Showing papers by "Stephen J. Jenkins published in 2019"

Deletion of a Csf1r enhancer selectively impacts CSF1R expression and development of tissue macrophage populations

Abstract: The proliferation, differentiation and survival of mononuclear phagocytes depend on signals from the receptor for macrophage colony-stimulating factor, CSF1R. The mammalian Csf1r locus contains a highly conserved super-enhancer, the fms-intronic regulatory element (FIRE). Here we show that genomic deletion of FIRE in mice selectively impacts CSF1R expression and tissue macrophage development in specific tissues. Deletion of FIRE ablates macrophage development from murine embryonic stem cells. Csf1rΔFIRE/ΔFIRE mice lack macrophages in the embryo, brain microglia and resident macrophages in the skin, kidney, heart and peritoneum. The homeostasis of other macrophage populations and monocytes is unaffected, but monocytes and their progenitors in bone marrow lack surface CSF1R. Finally, Csf1rΔFIRE/ΔFIRE mice are healthy and fertile without the growth, neurological or developmental abnormalities reported in Csf1r-/- rodents. Csf1rΔFIRE/ΔFIRE mice thus provide a model to explore the homeostatic, physiological and immunological functions of tissue-specific macrophage populations in adult animals.

Mice depleted for Exchange Proteins Directly Activated by cAMP (Epac) exhibit irregular liver regeneration in response to partial hepatectomy

Abstract: The exchange proteins directly activated by cAMP 1 and 2 (Epac1 and Epac2) are expressed in a cell specific manner in the liver, but their biological functions in this tissue are poorly understood. The current study was undertaken to begin to determine the potential roles of Epac1 and Epac2 in liver physiology and disease. Male C57BL/6J mice in which expression of Epac1 and/or Epac2 are deleted, were subjected to partial hepatectomy and the regenerating liver was analyzed with regard to lipid accumulation, cell replication and protein expression. In response to partial hepatectomy, deletion of Epac1 and/or Epac2 led to increased hepatocyte proliferation 36 h post surgery, and the transient steatosis observed in wild type mice was virtually absent in mice lacking both Epac1 and Epac2. The expression of the protein cytochrome P4504a14, which is implicated in hepatic steatosis and fibrosis, was substantially reduced upon deletion of Epac1/2, while a number of factors involved in lipid metabolism were significantly decreased. Moreover, the number of Kupffer cells was affected, and Epac2 expression was increased in the liver of wild type mice in response to partial hepatectomy, further supporting a role for these proteins in liver function. This study establishes hepatic phenotypic abnormalities in mice deleted for Epac1/2 for the first time, and introduces Epac1/2 as regulators of hepatocyte proliferation and lipid accumulation in the regenerative process.
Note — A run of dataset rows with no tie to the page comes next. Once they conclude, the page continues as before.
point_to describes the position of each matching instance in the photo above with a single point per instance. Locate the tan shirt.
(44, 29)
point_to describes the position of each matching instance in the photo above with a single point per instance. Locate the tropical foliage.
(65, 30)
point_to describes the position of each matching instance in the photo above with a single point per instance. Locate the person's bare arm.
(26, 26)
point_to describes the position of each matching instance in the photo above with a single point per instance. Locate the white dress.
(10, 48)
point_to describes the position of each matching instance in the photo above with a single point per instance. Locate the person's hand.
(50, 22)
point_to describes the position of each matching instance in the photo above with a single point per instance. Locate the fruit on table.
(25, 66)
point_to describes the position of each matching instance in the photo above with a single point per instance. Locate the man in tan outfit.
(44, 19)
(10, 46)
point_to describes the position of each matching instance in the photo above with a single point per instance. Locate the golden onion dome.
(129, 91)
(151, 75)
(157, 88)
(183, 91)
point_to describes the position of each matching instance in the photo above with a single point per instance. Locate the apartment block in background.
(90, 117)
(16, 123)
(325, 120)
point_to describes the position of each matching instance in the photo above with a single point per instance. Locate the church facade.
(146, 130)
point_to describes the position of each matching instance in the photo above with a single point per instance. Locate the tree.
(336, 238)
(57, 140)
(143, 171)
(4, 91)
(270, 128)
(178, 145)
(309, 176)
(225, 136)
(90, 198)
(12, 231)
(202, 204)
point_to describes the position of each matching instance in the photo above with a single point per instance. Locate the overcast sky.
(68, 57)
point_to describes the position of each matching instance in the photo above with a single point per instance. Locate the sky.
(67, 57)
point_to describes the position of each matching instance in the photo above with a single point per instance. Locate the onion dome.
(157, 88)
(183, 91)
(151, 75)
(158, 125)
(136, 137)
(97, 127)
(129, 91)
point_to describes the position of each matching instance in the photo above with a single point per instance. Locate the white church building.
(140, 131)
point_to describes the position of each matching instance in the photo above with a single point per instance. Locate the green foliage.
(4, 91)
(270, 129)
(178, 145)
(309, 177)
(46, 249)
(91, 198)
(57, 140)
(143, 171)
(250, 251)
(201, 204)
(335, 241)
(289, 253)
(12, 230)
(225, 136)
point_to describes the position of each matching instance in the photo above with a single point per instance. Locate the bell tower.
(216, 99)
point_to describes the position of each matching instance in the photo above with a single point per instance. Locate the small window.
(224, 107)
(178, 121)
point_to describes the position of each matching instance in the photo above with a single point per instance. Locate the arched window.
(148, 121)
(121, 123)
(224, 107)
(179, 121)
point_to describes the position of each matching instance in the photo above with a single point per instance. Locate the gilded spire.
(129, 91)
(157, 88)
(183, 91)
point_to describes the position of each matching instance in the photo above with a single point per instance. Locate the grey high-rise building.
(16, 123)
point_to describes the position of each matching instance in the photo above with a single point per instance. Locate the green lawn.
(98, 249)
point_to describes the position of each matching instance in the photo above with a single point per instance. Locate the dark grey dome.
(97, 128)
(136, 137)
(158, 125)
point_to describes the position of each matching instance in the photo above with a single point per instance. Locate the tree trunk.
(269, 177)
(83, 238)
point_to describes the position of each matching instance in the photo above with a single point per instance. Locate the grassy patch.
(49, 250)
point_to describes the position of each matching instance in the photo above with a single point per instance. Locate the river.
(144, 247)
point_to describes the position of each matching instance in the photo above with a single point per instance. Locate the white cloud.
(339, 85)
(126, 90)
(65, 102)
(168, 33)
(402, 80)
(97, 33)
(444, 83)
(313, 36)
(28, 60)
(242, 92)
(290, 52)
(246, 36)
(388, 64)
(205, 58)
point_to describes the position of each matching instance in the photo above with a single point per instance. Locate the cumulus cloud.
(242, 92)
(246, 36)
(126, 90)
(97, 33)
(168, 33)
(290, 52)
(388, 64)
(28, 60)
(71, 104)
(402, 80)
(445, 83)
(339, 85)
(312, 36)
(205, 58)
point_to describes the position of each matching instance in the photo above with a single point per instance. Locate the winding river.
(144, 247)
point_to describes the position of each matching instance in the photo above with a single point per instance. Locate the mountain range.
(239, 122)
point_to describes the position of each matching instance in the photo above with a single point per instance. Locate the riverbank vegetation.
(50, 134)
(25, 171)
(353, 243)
Origin and microenvironment contribute to the sexually dimorphic phenotype and function of peritoneal macrophages

Abstract: Macrophages reside in the body cavities where they maintain serosal homeostasis and provide immune surveillance. Peritoneal macrophages are implicated in the aetiology of pathologies including peritonitis, endometriosis and metastatic cancer thus understanding the factors that govern their behaviour is vital. Using a combination of fate mapping techniques, we have investigated the impact of sex and age on murine peritoneal macrophage differentiation, turnover and function. We demonstrate that the sexually dimorphic replenishment of peritoneal macrophages from the bone marrow, which is high in males and very low in females, is driven by changes in the local microenvironment that arise upon sexual maturation. Population and single cell RNAseq revealed striking dimorphisms in gene expression between male and female peritoneal macrophages that was in part explained by differences in composition of these populations. By estimating the time of residency of different subsets within the cavity and assessing development of dimorphisms with age and in monocytopenic Ccr2−/− mice, we demonstrate that key sex-dependent features of peritoneal macrophages are a function of the differential rate of replenishment from the bone marrow while others are reliant on local microenvironment signals. Importantly, we demonstrate that the dimorphic turnover of peritoneal macrophages contributes to differences in the ability to protect against pneumococcal peritonitis between the sexes. These data highlight the importance of considering both sex and age in susceptibility to inflammatory and infectious disease.